The logic we used was: do this for a list of specified fonts, and if no primary font is specified at all.
@annevk - were you curious about anything else?
Looking at the code, I am not very comfortable adding something like this back in - especially the part about keeping a modified representation of the source text internally and having to special case clipboard operations.
In WebKit we have a bunch of code to replace the U+005C REVERSE SOLIDUS (commonly knows as "backslash") character with U+00A5 YEN SIGN, using the same mechanism as
text-transform
uses. We do this in certain conditions:We appear to be the only browser on Mac that does this. On Windows, browsers don't appear to do this, because those fonts have glyphs for the U+005C character that look like the yen sign. It appears to be implemented in the fonts themselves, so the browsers don't appear to do anything on Windows.
Some background reading:
There appear to be two similar yet distinct problems:
These two problems sort of cancel each other out - if a text decoder turns the yen sign into the wrong in-memory character, but then a font is used which renders that character like a yen sign, the user gets what they expect. (Copy/paste doesn't work, a11y doesn't work, and find-in-page (probably) doesn't work, though.)

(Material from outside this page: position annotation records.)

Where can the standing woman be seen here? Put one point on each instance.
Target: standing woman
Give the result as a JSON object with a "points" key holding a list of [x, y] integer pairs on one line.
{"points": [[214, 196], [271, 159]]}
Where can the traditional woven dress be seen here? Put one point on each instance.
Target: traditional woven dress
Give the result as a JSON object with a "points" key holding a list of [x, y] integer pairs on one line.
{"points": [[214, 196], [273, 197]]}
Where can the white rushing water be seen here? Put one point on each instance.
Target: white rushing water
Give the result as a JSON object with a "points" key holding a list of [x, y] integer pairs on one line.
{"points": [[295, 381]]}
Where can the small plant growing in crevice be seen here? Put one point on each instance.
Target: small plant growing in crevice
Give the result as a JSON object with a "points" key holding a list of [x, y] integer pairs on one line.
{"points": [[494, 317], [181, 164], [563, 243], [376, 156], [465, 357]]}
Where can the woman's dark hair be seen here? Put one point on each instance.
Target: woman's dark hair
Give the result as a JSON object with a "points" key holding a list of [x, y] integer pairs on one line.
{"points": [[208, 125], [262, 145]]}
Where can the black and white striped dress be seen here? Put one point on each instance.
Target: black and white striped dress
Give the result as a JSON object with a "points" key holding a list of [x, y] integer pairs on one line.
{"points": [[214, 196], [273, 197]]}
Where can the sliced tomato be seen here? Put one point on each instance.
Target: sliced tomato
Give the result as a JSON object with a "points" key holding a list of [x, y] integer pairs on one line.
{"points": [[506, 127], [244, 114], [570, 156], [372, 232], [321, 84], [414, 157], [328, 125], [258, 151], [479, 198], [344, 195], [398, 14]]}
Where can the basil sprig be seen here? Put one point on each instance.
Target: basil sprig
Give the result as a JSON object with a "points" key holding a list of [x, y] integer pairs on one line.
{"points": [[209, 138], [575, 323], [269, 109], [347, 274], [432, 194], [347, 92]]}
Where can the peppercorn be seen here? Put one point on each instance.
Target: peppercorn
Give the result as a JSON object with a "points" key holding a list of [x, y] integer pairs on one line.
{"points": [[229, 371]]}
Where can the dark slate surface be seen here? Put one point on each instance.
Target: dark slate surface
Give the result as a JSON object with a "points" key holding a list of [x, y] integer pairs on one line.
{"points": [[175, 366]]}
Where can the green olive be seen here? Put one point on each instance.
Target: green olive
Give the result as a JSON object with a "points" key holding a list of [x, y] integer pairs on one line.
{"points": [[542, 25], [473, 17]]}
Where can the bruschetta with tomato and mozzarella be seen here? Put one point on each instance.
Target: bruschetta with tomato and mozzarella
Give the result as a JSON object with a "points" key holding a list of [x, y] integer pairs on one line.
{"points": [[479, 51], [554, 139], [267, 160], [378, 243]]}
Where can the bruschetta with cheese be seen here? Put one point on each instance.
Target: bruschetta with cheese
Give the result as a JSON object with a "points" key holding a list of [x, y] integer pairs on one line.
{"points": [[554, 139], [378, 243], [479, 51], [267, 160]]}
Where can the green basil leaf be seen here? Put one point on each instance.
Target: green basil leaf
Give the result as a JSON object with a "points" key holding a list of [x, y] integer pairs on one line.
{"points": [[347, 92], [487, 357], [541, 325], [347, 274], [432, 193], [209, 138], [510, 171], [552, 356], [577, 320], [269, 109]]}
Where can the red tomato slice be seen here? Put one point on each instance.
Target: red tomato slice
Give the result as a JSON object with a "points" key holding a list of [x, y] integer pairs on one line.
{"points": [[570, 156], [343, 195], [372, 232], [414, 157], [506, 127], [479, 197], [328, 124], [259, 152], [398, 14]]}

The reason WebKit has this special handling is because those fonts listed above don't exist on the Mac. If an author is writing their page on Windows, and they are typing their source code and want to type the yen sign, they might type the backslash character, and page would appear to work on Windows. Then, when someone else visits the page on a Mac, font fallback occurs, we use a different font to render the content, and their character shows up as a backslash, which isn't what they wanted. So, we "fixed this" by just magically turning the backslash into a yen sign in-memory, because we're trying to be helpful.
We (the web platform) should determine what to do here. WebKit appears to be the only browser which tries to be helpful like this. We added this handling before 2007, way before the Blink fork, and Blink no longer seems to have this behavior, so presumably they intentionally deleted it.
Should other browsers try to be helpful like WebKit? Should WebKit try to stop being helpful? Should we ask Microsoft to change these glyphs in their fonts? Maybe the problem has mostly alleviated itself in the at-least 14 years since it was investigated last, and WebKit can just delete its special handling?
(This issue might belong better in different standards groups, but I don't know which ones, so I'm starting it here and I can migrate it as necessary.)